2:31 am on Nov 7, 2006 (gmt 0)

10+ Year Member

Hi folks,

Anyone else experiencing this? My eBay listings contain duplicate content on approximately 8,000 products. On relevant keyword searches, I find that my eBay listing URLs come up high in SERPs while my site URLs are buried in supplemental. Is this causing a dupe penalty?

Most of the pages went supplemental in early October, and I have waited for a rebound which has not happened. I also posted a reinclusion request. The site has a PR 5 on index and many URLs below with PR 4 and lower. The URLs with PR are indexed, but the thousands of category and product URLs are supplemental. I have compared the site against competitor's sites with similar products, PR, and backlinks and they are not having the supplemental issue.

I have in place 301 redirects for canonical issues, and also to change PHP queries to friendly HTML URLs.

g1smd

6:46 pm on Nov 7, 2006 (gmt 0)

WebmasterWorld Senior Member

10+ Year Member

Top Contributors Of The Month

You have 2 URLs: "A" is the "real" URL of the page, and "B" is what you want it to be indexed as.

Link to URL "B" on the page, and set up an internal rewrite from "B" to "A" as well as an external 301 redirect from "A" to "B".

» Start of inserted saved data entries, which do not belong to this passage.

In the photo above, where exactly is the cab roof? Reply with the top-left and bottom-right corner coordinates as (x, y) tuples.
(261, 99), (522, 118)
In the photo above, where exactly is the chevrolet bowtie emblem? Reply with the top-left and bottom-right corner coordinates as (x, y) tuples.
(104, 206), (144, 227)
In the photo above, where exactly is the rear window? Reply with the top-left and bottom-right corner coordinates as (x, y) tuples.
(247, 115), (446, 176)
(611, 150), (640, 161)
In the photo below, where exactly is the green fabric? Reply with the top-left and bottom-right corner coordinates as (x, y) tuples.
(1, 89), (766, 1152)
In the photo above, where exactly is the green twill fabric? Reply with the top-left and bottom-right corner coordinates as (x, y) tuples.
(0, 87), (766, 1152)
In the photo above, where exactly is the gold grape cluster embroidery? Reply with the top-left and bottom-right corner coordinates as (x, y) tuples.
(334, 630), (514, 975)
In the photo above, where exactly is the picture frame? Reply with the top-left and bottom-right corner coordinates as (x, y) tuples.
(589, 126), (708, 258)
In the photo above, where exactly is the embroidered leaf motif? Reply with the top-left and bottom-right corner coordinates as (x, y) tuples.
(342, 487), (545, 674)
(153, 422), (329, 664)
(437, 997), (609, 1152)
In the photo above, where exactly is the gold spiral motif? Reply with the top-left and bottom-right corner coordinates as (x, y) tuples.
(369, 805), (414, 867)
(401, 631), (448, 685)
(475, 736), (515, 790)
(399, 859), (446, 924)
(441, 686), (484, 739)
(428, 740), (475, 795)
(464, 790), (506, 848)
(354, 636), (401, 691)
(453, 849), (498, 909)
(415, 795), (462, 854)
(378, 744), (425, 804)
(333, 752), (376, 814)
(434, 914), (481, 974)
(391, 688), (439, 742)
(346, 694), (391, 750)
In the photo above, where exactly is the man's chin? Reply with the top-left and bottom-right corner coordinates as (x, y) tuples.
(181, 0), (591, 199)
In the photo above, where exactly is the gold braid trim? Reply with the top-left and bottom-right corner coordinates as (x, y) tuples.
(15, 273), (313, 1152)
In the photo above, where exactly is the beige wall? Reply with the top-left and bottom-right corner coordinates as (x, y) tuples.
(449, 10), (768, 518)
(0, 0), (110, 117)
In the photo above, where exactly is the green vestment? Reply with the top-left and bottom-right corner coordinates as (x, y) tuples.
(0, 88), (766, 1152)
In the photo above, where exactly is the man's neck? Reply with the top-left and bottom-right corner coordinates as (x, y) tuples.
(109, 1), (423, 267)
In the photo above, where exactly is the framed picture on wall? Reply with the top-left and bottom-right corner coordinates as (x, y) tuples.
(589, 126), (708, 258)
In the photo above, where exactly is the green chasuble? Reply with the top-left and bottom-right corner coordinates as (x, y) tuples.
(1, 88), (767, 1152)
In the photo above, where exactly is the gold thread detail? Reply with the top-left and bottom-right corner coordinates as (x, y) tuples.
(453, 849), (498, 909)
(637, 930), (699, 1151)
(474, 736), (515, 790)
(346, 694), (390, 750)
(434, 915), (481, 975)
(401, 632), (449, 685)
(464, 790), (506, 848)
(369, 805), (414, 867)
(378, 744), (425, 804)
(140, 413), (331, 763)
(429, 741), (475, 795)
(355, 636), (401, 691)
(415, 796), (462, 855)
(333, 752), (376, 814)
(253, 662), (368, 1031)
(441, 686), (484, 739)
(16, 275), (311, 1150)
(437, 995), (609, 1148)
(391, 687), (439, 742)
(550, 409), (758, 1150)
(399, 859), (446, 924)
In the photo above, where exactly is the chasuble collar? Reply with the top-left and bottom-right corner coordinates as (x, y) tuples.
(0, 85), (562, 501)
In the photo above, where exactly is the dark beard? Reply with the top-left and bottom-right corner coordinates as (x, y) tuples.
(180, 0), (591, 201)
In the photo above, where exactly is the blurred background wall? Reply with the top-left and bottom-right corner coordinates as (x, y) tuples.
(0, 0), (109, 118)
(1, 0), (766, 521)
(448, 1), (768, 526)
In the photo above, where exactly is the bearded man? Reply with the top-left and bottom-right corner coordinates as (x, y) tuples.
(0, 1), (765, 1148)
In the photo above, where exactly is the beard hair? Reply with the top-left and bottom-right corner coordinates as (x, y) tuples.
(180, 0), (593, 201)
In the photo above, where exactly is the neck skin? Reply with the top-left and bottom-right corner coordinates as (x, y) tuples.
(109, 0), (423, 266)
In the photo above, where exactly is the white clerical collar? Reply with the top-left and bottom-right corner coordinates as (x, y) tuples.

If a user asks for "A" they are redirected to "B" with a 301. If they ask for "B" then they URL is silently and internally rewritten as "A" and the content served.

This does not cause a loop because one of them is an internal rewrite, and one is a physical redirect.

moftary

6:53 pm on Nov 7, 2006 (gmt 0)

10+ Year Member

I never had problems with on-site duplicated content (if the duplication was due two versions or so). All my duplicated contents penalties were due to the similarity between my sites and others.

tedster

7:03 pm on Nov 7, 2006 (gmt 0)

WebmasterWorld Senior Member

10+ Year Member

That's been my general experience too, moftary. I've also seen big trouble when a technical error allows the exact same content to be served for thousands of URLs -- but that is really a different kind of "duplicate content" situation.

g1smd

11:39 pm on Nov 7, 2006 (gmt 0)

WebmasterWorld Senior Member

10+ Year Member

Top Contributors Of The Month

With two URLs showing duplicate content, almost every time that happens one URL slips into supplemental.